Once the user has authenticated via the popup, the state of our authorization has changed (we now have an authenticated user). Other events that can cause auth state changes are signing out, timeouts, and page refreshes. We should probably set up something to listen for these events. In the componentWillMount lifecycle hook that runs when the Component is first getting loaded, we can call the onAuthStateChanged method provided on the global auth object to set up such a listener.

App.js



// ...

componentWillMount() {
  auth.onAuthStateChanged(
    (user) => {
      if (user) {
        // finish signing in
        this.authHandler(user)
      } else {
        // finished signing out
        this.setState({ uid: null })
      }
    }
  )
}

// ...

Step 5: Finishing sign-in

What the authHandler callback does is up to you, but for Noteherder, we had it do pretty typical things - save the user ID to state, and initialize syncing our local state for ‘notes’ with the data stored on Firebase.

App.js



// ...

authHandler = (user) => {
  this.setState(
    { uid: user.uid },
    this.syncNotes
  )
}

// ...

Step 6: Signing out

Signing out when using Firebase for authentication is also simple - just call auth.signOut()! Once the promise returned by signOut has resolved, you can handle any additional cleanup. In Noteherder, we stop syncing with Firebase and set state.notes back to an empty object.

App.js



// ...

signOut = () => {
  auth
    .signOut()
    .then(
      () => {
        // stop syncing with Firebase
        base.removeBinding(this.ref)
        this.setState({ notes: {} })
      }
    )
}

// ...

Rules

For your Firebase database, you can set up rules (written in JSON) that specify the conditions under which data is allowed to be read or written. By default, a newly generated project will require that a user be authenticated to read or write any data.



{
  "rules": {
    ".read": "auth != null",
    ".write": "auth != null"
  }
}

If you do not have authentication set up yet, these values can be set to true. This allows anyone to read or write any data in the database. This can be convenient, but probably not a good idea long-term (and you will get a warning if you do that).

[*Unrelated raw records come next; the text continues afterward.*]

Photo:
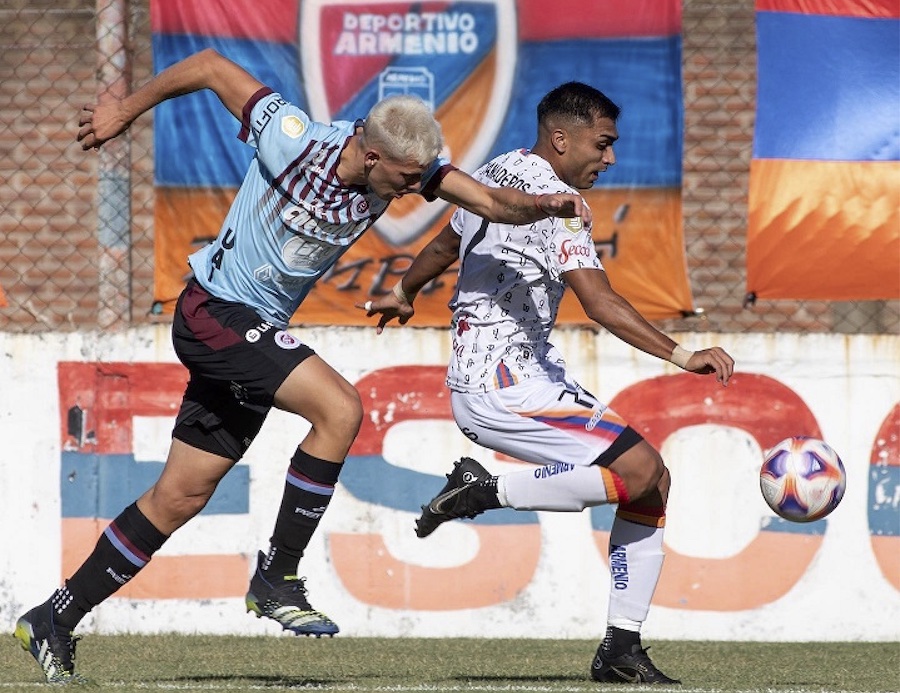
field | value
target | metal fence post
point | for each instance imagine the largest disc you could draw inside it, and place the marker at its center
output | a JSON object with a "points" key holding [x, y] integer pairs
{"points": [[114, 170]]}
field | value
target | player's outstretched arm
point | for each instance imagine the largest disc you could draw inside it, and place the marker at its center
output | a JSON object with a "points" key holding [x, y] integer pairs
{"points": [[432, 261], [110, 117], [509, 205], [604, 306]]}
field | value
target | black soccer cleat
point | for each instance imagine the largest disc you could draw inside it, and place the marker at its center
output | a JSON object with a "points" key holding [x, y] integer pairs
{"points": [[469, 491], [52, 646], [287, 605], [629, 667]]}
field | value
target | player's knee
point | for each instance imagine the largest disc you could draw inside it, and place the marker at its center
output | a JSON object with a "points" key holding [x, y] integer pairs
{"points": [[176, 506], [642, 473], [344, 415]]}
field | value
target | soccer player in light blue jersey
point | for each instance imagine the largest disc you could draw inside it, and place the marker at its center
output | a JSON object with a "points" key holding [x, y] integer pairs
{"points": [[312, 189]]}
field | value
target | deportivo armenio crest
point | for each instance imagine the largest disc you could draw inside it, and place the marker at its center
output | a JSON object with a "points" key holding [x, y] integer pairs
{"points": [[459, 57]]}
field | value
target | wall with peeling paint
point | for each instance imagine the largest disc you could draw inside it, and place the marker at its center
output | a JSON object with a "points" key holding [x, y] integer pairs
{"points": [[85, 419]]}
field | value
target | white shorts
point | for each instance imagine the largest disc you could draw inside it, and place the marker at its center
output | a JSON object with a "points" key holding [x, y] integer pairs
{"points": [[543, 422]]}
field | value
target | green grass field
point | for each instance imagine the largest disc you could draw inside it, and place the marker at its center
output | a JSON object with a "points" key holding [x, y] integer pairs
{"points": [[127, 664]]}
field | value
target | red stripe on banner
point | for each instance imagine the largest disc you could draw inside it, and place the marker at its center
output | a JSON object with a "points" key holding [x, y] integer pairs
{"points": [[824, 230], [597, 19], [880, 9], [274, 20]]}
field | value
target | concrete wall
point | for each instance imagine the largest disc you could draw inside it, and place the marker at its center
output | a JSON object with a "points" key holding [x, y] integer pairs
{"points": [[732, 571]]}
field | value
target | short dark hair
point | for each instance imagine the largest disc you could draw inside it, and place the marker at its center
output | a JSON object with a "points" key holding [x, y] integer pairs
{"points": [[578, 102]]}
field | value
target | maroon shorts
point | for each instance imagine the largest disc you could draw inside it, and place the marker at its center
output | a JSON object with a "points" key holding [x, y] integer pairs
{"points": [[237, 361]]}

Additional rules can be applied per endpoint:



{
  "rules": {
    "emails": {
      ".read": true,
      ".write": "auth != null"
    },
    "texts": {
      ".read": true,
      ".write": "auth != null"
    },
    "users": {
      "$userId": {
        ".read": "auth != null && auth.uid == $userId",
        ".write": "auth != null && auth.uid == $userId"
      }
    }
  }
}

The above rules translate to:

  • texts and emails can be read by anyone, but only written by authenticated users
  • users data can be read and written only by an authenticated user whose uid matches the $userId of that item

Projects

Noteherder: Morning | Afternoon

Homework

  • Add Google authentication.

Bonus Credit

  • If you’re signed in, it briefly shows the SignIn component before showing Main. Fix that! Try storing uid in localStorage.

Super Mega Bonus Credit

  • Scope notes by user. Let each user have their own array of notes. (Try changing the endpoint argument to base.syncState().)